Dobra dyspozycja Red Bulla na obiekcie, na którym normalnie dominował Mercedes, zbudowała pewność u Christiana Hornera.
Powrót na normalny i nieuliczny tor miał oznaczać również powrót do rzeczywistości dla dwóch topowych zespołów. Mistrzowie mieli przestać zmagać się z temperaturami przodu, a przewaga pretendentów miała zmaleć.
W piątek wydawało się, że to czarne samochody będą szybsze na Paul Ricard. W FP1 ekipa z Brackley była najlepsza, a w FP2 - mimo wolniejszej mieszanki - Valtteri Bottas stracił do P1 tylko 0.008 sekundy.
W sobotę sytuacja odmieniła się znacząco. W FP3 Max Verstappen narzucił tempo, którego nie miał nikt inny, stając się faworytem czasówki, którą ostatecznie wygrał, przez co bardzo podbudowany był jego szef.
- To na pewno dodaje pewności. Zobaczymy, jak pójdzie nam jutro, ale na tym torze Mercedes był bardzo mocny w ostatnich latach. Jeśli możemy pokonać go tutaj, możemy to zrobić wszędzie - mówił Christian Horner dla Sky.
- Stawka jest oczywiście duża, ale zespół pracuje niesamowicie dobrze i przez długie godziny. To trudny rok, bo mamy tegoroczny samochód, przyszłoroczny, limity budżetowe i wiele innych, ale razem, jako cały zespół, naciskamy na Mercedesa. To jest fenomenalne.

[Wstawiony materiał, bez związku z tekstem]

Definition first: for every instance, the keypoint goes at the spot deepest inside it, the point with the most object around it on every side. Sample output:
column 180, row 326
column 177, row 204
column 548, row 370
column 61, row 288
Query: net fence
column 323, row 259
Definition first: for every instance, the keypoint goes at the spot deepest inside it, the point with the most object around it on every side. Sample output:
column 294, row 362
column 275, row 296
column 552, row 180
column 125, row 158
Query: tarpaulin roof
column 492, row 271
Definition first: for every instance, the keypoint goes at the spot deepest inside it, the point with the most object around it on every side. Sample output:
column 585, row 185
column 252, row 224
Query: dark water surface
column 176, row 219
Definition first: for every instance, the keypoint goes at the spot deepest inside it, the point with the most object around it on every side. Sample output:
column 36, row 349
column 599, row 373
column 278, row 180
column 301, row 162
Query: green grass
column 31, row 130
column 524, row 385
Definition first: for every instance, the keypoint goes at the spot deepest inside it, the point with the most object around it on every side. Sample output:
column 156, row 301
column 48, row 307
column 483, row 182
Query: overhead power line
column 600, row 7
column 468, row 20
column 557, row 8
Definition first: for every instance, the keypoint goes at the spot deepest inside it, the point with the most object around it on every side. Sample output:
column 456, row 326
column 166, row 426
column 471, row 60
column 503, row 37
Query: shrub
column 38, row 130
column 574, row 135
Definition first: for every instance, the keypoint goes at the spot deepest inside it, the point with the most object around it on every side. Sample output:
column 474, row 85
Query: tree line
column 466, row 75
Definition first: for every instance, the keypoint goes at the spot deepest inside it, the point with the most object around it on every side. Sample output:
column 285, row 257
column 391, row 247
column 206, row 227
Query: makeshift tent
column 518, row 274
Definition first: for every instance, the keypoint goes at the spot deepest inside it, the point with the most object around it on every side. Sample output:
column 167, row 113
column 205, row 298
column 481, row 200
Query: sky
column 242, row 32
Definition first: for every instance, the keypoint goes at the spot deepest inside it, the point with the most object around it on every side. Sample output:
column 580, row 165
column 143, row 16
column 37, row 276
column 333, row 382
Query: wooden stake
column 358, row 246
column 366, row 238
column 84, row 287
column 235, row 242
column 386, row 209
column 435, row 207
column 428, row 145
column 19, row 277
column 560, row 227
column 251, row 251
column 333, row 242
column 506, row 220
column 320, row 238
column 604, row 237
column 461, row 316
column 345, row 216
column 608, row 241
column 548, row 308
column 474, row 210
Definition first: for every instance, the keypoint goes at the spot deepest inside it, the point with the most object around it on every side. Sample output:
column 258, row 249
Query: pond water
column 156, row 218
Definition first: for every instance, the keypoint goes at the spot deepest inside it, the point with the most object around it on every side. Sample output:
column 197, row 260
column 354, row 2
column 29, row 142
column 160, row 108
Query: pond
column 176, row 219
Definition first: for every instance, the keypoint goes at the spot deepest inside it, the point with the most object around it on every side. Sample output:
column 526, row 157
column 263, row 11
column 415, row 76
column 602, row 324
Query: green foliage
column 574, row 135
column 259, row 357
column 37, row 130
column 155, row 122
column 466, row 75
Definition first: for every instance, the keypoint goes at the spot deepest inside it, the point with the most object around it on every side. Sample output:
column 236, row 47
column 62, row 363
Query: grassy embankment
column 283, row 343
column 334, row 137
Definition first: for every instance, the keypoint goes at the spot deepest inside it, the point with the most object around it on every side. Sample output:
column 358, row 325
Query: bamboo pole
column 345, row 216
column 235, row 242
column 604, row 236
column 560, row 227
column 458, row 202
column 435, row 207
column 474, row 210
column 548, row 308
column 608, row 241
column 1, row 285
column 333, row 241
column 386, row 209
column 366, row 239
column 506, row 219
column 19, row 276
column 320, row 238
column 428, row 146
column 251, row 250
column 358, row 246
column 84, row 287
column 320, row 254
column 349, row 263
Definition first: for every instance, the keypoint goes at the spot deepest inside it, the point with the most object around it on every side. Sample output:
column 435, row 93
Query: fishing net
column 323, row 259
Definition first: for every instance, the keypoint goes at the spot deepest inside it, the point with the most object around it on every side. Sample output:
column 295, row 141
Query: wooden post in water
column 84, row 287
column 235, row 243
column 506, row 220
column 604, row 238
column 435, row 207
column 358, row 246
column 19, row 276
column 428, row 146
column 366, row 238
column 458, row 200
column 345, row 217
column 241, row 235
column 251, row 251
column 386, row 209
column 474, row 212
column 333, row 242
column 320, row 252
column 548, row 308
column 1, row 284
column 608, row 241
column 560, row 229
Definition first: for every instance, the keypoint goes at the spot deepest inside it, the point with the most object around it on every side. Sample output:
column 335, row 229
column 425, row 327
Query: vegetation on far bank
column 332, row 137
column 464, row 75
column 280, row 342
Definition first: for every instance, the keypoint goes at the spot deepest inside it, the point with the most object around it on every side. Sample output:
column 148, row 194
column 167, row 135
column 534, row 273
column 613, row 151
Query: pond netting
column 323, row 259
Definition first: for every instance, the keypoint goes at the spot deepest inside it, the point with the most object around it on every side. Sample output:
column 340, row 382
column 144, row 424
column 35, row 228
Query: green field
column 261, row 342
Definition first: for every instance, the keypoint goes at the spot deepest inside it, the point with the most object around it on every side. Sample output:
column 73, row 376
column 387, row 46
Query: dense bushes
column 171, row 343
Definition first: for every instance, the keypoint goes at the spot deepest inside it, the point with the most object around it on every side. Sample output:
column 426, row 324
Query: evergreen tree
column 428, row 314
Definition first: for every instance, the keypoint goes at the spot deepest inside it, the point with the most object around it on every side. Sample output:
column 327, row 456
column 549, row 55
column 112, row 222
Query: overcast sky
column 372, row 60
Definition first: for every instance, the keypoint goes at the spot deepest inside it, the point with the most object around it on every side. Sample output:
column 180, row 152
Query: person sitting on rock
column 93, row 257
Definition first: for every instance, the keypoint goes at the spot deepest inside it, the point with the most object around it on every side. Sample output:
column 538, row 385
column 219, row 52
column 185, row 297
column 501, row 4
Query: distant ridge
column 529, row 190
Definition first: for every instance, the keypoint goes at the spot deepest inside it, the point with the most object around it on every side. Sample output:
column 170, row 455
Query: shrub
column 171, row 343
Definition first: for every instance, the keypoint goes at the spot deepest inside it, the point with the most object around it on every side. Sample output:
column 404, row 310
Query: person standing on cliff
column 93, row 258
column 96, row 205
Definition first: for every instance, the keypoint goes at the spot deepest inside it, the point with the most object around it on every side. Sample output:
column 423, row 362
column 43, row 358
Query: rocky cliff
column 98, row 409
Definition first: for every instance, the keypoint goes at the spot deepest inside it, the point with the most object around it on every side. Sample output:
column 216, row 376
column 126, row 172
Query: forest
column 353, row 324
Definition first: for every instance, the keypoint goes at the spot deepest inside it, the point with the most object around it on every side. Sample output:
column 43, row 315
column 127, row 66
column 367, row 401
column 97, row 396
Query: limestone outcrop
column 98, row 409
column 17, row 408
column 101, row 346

Red Bullowi w poprawieniu się po piątku pomogła - podobnie jak w Hiszpanii - zmiana na mniejsze skrzydło.
Dzięki niej RB16B lepiej spisywał się na prostych, ale do tego przyczynić mogły się także nowe i usprawnione jednostki napędowe Hondy.
- Zdjęliśmy trochę docisku z samochodu. Widać to po rozmiarach tylnych skrzydeł u nas i w Mercedesie. Wykorzystujemy mniej energii w drugim sektorze, więc jedziemy szybciej po prostej, bo mamy też mniej oporu - tłumaczył szef ekipy z Milton Keynes.

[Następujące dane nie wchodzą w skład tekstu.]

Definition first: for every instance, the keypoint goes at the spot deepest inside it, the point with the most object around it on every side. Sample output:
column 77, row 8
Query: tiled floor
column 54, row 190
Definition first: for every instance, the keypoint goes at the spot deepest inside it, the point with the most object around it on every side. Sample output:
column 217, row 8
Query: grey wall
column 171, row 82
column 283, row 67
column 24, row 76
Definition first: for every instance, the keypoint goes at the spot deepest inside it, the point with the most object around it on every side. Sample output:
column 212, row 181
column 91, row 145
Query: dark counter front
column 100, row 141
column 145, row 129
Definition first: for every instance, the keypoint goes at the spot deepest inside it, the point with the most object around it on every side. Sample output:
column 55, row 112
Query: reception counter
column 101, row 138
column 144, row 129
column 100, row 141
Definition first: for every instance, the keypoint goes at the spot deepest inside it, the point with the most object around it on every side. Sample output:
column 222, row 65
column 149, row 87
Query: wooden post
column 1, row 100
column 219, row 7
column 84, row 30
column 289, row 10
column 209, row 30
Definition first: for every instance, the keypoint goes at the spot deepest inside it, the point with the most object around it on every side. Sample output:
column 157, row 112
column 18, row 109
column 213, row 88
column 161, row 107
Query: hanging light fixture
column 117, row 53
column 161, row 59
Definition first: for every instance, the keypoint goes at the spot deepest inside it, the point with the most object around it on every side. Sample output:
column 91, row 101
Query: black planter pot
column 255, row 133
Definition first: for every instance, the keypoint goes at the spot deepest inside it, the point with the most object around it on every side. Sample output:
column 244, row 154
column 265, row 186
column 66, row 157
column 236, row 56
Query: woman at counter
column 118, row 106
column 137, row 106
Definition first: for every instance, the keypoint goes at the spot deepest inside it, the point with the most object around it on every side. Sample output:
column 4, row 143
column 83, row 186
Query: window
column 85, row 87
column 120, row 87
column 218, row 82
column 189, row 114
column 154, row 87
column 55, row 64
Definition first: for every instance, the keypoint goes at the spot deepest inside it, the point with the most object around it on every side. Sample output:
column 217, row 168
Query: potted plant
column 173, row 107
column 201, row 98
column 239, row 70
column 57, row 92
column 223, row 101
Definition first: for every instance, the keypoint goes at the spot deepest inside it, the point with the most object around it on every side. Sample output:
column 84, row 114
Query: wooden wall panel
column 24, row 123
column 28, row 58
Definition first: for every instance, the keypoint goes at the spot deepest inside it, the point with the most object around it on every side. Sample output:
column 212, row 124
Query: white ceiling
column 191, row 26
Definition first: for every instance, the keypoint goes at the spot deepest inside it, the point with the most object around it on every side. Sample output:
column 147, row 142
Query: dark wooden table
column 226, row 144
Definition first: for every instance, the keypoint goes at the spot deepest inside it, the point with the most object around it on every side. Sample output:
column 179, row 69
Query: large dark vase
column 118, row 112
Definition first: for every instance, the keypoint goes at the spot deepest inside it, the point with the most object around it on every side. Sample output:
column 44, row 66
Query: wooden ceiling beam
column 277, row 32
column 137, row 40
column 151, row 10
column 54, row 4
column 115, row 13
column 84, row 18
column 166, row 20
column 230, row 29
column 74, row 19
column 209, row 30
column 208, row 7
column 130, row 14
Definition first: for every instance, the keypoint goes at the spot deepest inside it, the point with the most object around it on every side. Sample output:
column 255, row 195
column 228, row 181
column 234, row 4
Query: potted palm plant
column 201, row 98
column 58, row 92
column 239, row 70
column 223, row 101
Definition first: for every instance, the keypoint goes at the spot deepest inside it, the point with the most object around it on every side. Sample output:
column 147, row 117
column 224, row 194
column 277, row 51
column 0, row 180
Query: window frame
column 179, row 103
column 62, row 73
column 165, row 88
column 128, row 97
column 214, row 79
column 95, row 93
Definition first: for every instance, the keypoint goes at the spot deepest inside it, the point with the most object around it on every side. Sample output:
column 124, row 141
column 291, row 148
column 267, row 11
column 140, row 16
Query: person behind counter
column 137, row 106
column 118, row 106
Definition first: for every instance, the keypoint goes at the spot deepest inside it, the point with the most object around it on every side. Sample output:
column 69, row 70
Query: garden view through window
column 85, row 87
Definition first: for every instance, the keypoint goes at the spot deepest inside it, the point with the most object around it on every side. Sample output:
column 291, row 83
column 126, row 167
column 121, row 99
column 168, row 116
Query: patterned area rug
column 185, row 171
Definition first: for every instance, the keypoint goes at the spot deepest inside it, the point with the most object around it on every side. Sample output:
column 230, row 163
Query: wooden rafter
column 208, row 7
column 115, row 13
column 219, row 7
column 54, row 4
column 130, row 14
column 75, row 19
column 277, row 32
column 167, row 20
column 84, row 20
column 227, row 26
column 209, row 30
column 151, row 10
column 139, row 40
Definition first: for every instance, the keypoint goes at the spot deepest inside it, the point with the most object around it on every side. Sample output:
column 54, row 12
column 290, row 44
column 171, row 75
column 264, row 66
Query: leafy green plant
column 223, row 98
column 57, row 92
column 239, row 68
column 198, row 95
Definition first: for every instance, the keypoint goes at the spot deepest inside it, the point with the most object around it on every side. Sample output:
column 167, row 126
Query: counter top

Byki muszą się jednak przejmować zarządzaniem oponami w wyścigu, czego nie ułatwi mniejsze skrzydło, gwarantujące nieco więcej niepożądanych uślizgów.

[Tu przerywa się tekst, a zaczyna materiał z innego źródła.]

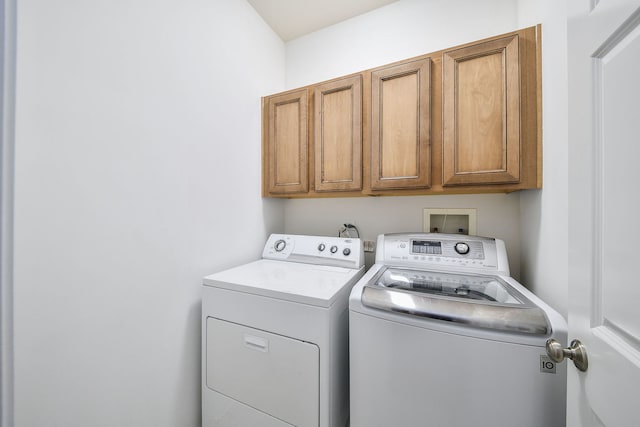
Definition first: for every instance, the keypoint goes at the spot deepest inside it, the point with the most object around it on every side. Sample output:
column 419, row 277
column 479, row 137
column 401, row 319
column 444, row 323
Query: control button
column 280, row 245
column 462, row 248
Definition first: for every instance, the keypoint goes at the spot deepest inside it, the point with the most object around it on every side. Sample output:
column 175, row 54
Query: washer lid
column 317, row 285
column 480, row 301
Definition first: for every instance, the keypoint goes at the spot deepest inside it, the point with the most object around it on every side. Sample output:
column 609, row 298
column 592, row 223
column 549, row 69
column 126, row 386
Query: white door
column 604, row 210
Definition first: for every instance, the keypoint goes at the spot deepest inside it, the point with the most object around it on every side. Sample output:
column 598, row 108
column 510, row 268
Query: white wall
column 400, row 30
column 137, row 173
column 544, row 264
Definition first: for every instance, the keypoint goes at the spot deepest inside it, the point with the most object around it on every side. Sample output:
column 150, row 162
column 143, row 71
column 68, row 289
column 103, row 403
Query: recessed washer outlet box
column 450, row 220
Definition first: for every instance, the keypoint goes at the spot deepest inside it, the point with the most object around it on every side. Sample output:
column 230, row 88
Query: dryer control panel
column 324, row 250
column 443, row 251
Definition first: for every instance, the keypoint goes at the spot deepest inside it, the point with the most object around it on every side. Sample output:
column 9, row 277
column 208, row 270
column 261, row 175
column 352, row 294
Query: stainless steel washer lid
column 479, row 301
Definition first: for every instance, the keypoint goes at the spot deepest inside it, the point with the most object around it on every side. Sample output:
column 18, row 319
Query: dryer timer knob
column 280, row 245
column 462, row 248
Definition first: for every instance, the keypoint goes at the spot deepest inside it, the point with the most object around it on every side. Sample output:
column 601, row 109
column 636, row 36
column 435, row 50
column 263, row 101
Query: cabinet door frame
column 509, row 169
column 326, row 146
column 289, row 147
column 422, row 178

- Nadal możemy robić bardzo dobre czasy w trzecim sektorze, a to pomogło nam osiągnąć konkurencyjne rezultaty. Mamy nadzieję, że to będzie również odpowiedni pakiet na wyścig - dodał Horner.
Mercedes wystawił do rywalizacji auto z większym dociskiem, tłumacząc to byciem po prostu gorszym od głównego rywala.
- Na podstawie symulacji uznaliśmy, że bylibyśmy wolniejsi. Widać, że oni byli szybcy na prostych, ale my z mniejszym skrzydłem stracilibyśmy w zakrętach znacznie więcej - mówił Toto Wolff.
- To trudny weekend, bo po prostu brakuje nam tempa. Taka jest prawda. Wyglądało to znacznie gorzej, niż się skończyło, ale musimy poprawić się wszędzie. Nie ma jednego miejsca, na które spoglądamy, by to zrobić.